En 1970, après les révoltes de mai 68, l'État français accepte la création de l'Université de Vincennes qui s'installe en quelques mois dans le bois. Celle-ci va regrouper la plupart des intellectuels progressistes de l'époque et ouvrir ses bancs, non seulement aux étudiants mais aussi aux travailleurs. Des libertés jamais connues dans l'enseignement supérieur se développent alors : études politiques, philosophiques et artistiques foisonnent. Mais aussi une forme d'organisation collective inédite.
Dans les années 2010, l'État décide la construction d'un aéroport géant à Notre-Dame-des-Landes. Commence alors une résistance des habitants, fermiers pour la plupart qui seront bientôt rejoints par des militants de tous bords, écologistes ou autres. Cette mobilisation formera ce qu'on appelle une ZAD (Zone à Défendre) très créative. En quelques années, les zadistes vont développer une véritable organisation sociale, non commerciale et respectueuse de l'environnement, avec le but d'une vie en autarcie plus juste, plus égalitaire.
Bref, des bandes de gauchistes. C'est avec cette appellation qui fait peur aux bourgeois que ces expériences inventives vont être vilipendées par des campagnes de presse au service du pouvoir. L'université Paris-Vincennes subira les foudres d'une campagne bien pensante avant d'être "délocalisée" à Saint-Denis à la fin des années soixante-dix, perdant au passage toutes ses vertus, toutes ses exceptions et la moitié de ses étudiants ainsi que quasiment tous ses enseignants connus. Quant aux zadistes de Notre-Dame-des-Landes, à l'abandon du projet d'aéroport en 2018, ils continueront à se retrouver confrontés aux forces de l'ordre et à une volonté de mettre fin à l'expérience.
"Saccage", c'est la méthode employée dans ces deux cas particuliers par les gouvernements : en une nuit, l'université de Vincennes est détruite par des bulldozers protégés par la police tandis que dans la ZAD, les cabanes, les constructions, les plantations sont saccagées par les mêmes bulls.
Ce sont tous ces événements et bien d'autres que la pièce raconte dans une construction faite de sauts énergiques d'un lieu à l'autre. Les quatre comédiens incarnent tous les rôles nécessaires à cette narration, jouant les différents protagonistes de ces révoltes. Une disposition scénique simple emporte le propos d'une époque à l'autre avec quelques accessoires et costumes.
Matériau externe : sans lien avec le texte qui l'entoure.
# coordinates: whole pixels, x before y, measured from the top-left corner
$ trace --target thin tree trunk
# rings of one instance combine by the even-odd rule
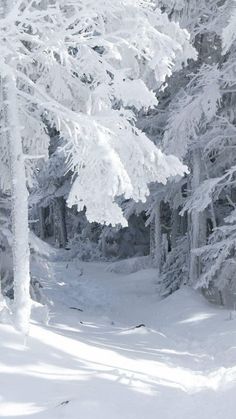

Ce qui est mis en avant, ce sont justement ces personnages, leurs quêtes de vérité, de liberté, de sociabilité, de justice. Se retrouvent, dans ces luttes, des intellectuels, des paysans, des écolos, des gens simples ou compliqués, un véritable microcosme social, complet. Une société en phase de re- création comme c'est encore le cas à Notre-Dame-des-Landes pour certains d'entre eux malgré les pressions incroyables du pouvoir pour faire rentrer tout le monde dans le rang et saccager leurs œuvres.
C'est un spectacle bienfaisant dynamisé par l'énergie et l'implication de tous les interprètes. Le côté instructif prend parfois le pas sur le jeu : le sujet lui-même, tendant à faire déferler les mots, quitte à noyer un peu le spectateur dans cet afflux de dialogues et d'apostrophes. Mais on comprend que c'est l'envie de tout dire, une envie impossible à rassasier, qui fait ainsi déborder le verbe. Mais pour un tel témoignage d'autres possibles fonctionnements sociaux, trop vaut sans doute mieux que pas assez.